Quantum Approximate Optimization of Integer Graph Problems and Surpassing Semidefinite Programming for Max-k-Cut
Anuj Apte, Sami Boulebnane, Yuwei Jin, Sivaprasad Omanakuttan, Michael A. Perlin, Ruslan Shaydulin
TL;DR
The paper studies qudit-based QAOA for integer graph optimization, focusing on Max-$k$-Cut and encoding each label as a qudit level. It derives an explicit, instance-independent depth-$p$ edge expectation formula on high-girth $d$-regular graphs and shows Hadamard-based acceleration reduces evaluation time to $O(p^2 k^{2p+2}\log k)$, enabling parameter optimization across graphs. Empirically, QAOA at shallow depths surpasses the Frieze-Jerrum SDP in certain $(k,d)$ regimes, while a DSatur-inspired heuristic provides a strong classical baseline; extrapolations suggest QAOA may overtake this heuristic at larger depths.

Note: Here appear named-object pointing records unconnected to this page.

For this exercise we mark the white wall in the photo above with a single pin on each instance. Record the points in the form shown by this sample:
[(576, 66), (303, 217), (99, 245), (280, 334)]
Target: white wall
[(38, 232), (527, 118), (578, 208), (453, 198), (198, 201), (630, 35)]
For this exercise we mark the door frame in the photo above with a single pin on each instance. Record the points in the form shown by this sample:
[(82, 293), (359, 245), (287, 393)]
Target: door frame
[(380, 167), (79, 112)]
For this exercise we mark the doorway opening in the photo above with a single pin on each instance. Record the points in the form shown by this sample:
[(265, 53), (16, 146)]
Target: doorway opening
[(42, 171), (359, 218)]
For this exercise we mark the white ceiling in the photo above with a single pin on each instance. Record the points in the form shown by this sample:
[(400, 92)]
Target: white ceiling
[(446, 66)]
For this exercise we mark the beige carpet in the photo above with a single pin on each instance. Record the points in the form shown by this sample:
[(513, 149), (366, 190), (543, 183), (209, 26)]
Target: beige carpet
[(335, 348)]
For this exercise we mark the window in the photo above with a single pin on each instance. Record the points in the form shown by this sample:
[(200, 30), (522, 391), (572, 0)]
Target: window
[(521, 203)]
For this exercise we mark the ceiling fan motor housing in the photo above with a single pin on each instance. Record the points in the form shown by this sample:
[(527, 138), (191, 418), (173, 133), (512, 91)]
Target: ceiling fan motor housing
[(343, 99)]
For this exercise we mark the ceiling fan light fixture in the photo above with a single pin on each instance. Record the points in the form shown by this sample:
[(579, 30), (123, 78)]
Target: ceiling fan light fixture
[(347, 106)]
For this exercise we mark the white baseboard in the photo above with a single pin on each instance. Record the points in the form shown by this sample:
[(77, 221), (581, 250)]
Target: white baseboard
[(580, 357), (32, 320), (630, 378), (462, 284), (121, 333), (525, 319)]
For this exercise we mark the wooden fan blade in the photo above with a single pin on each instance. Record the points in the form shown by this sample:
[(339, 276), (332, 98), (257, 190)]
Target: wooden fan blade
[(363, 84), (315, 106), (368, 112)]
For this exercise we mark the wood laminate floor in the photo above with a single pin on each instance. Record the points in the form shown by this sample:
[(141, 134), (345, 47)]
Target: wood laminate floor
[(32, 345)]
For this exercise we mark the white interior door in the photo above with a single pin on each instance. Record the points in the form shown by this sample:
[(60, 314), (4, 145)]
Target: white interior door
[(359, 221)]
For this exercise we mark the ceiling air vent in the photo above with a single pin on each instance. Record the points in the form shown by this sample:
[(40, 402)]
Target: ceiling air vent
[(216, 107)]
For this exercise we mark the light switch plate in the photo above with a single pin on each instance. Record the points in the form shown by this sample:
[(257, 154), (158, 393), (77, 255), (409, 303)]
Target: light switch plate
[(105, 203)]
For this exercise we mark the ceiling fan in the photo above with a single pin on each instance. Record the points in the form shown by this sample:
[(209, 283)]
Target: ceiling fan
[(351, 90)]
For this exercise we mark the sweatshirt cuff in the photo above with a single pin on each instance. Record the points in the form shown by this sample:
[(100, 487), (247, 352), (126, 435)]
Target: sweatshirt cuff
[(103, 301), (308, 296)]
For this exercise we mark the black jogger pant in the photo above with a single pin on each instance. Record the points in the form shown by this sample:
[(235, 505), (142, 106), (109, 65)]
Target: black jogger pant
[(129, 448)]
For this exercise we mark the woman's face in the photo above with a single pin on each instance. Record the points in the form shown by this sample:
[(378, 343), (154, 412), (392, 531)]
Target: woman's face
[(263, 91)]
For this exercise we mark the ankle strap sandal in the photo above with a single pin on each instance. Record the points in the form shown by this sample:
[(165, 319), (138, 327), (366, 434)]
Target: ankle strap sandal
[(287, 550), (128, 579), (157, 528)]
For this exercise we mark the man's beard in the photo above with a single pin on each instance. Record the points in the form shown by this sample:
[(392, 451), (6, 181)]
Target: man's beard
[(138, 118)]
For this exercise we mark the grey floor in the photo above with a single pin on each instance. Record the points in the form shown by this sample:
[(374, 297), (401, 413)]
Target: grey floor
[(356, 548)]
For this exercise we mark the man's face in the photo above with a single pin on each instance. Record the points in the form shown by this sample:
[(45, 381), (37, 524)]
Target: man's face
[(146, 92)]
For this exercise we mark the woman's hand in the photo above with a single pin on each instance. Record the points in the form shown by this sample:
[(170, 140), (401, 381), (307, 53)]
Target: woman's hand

The work broadens quantum advantage prospects by extending QAOA to integer optimization, discusses gate-level implementations on qubit hardware for $k$ a power of two, and outlines future directions to generalize the approach and strengthen classical baselines.
Abstract
Quantum algorithms for binary optimization problems have been the subject of extensive study. However, the application of quantum algorithms to integer optimization problems remains comparatively unexplored. In this paper, we study the Quantum Approximate Optimization Algorithm (QAOA) applied to integer problems on graphs, with each integer variable encoded in a qudit. We derive a general iterative formula for depth-$p$ QAOA expectation on high-girth $d$-regular graphs of arbitrary size. The cost of evaluating the formula is exponential in the QAOA depth $p$ but does not depend on the graph size. Evaluating this formula for Max-$k$-Cut problem for $p\leq 4$, we identify parameter regimes ($k=3$ with degree $d \leq 10$ and $k=4$ with $d \leq 40$) in which QAOA outperforms the Frieze-Jerrum semi-definite programming (SDP) algorithm, which provides the best worst-case guarantee on the approximation ratio. To strengthen the classical baseline we introduce a new heuristic algorithm, based on the degree-of-saturation, that empirically outperforms both the Frieze-Jerrum algorithm and shallow-depth QAOA. Nevertheless, we provide numerical evidence that QAOA may overtake this heuristic at depth $p\leq 20$. Our results show that moving beyond binary to integer optimization problems can open up new avenues for quantum advantage.